Perhaps by God’s grace and mercy, my social media feeds are an amazing balance of opposing views. I am glad that I know, or know of, such a diverse group of people. I find that when I’ve read something that stirs my temptation to knee-jerk, if I will but simply scroll down a bit more, I will find that there is a quote, link or article that forces me to see things from the other side of the perspective wheel. The Jenner, Vanity Fair cover is a good example.

I have zero desire to weigh-in on Bruce and Caitlyn Jenner at this point in my life. I am much closer to commenting at length on Vanity Fair’s inability to choose stories that affect and are important to a broad sweep of American society. Regardless of ethics, gender reassignment surgery actually happens, from my best “internet research,” 500 times each year at most in America. That’s 500 people out of the roughly 300 million citizens of this great nation. So, nice job Vanity Fair on choosing the hard-hitting stories that are so close to home for all of us. Good work, bravo. It’s not that Jenner’s story doesn’t matter, it’s more that in the hierarchy of things that matter there is no traction for the argument that this particular story matters most.

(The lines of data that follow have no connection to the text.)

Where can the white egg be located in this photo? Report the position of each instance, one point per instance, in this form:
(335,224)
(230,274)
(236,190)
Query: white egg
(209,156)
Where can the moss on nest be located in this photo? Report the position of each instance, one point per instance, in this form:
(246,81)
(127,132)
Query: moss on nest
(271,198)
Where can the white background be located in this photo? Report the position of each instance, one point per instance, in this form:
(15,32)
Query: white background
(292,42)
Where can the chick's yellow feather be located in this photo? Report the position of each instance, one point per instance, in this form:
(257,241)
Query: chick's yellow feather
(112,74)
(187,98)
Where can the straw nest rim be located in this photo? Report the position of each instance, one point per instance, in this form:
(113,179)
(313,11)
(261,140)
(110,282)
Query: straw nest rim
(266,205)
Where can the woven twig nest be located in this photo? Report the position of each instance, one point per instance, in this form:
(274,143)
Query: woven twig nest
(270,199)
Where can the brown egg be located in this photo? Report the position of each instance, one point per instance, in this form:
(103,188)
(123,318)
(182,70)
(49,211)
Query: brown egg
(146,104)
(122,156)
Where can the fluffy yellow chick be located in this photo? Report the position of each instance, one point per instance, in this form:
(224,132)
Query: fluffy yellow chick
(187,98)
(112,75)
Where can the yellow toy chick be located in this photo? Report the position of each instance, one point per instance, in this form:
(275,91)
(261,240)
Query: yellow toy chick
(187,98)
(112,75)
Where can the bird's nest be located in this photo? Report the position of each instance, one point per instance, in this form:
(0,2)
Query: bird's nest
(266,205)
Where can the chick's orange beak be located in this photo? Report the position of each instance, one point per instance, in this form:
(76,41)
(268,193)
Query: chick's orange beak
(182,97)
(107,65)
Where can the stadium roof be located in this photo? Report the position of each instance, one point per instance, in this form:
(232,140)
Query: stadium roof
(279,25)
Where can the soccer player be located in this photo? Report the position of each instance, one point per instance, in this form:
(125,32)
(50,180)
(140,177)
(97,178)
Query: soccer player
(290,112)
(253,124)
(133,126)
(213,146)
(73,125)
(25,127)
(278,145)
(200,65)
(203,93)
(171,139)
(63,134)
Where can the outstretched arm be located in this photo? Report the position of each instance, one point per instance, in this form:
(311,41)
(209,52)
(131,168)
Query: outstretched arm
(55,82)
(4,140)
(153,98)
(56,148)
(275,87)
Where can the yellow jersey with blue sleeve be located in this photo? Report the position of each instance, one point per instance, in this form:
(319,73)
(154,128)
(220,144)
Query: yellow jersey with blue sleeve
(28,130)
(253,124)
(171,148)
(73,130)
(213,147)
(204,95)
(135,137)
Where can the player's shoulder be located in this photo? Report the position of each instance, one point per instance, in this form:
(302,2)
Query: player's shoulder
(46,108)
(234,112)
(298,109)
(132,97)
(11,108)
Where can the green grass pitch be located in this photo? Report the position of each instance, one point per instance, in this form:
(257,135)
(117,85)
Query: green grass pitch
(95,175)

But, not to drift from the point, I find that there are many people in social media land who are more than willing to fire up their wild-eyed smokers and cook up a hyper-emotional, poorly thought out opinion on the Jenner story, the Duggar story, Baltimore, or the NSA. In this world there is apparently no legitimate landing strip between “you can never judge anyone at all, you’ll hurt their feelings!” and “judge ’em with a hatchet in one hand and a steak in the other!” But, though I never thought I would say it, “thank you for your service.” You see, it is the illumination of the boundaries of the fringes that gives me the ability to make sure I am staying somewhere in the middle. I may or may not remain in the middle forever, but until an issue or situation has had time to marinate in my mind and soul I have no desire to leap onto one side or the other. And it is the schizophrenic nature of my Facebook feed that I have to thank for helping me realize where the rational center is.
I am almost certain that I am not alone. There are many of us who are daily being helped to realize where thoughtfulness ends and insanity begins. And so we have many fellow social media contributors to thank. Hashtag: blessed.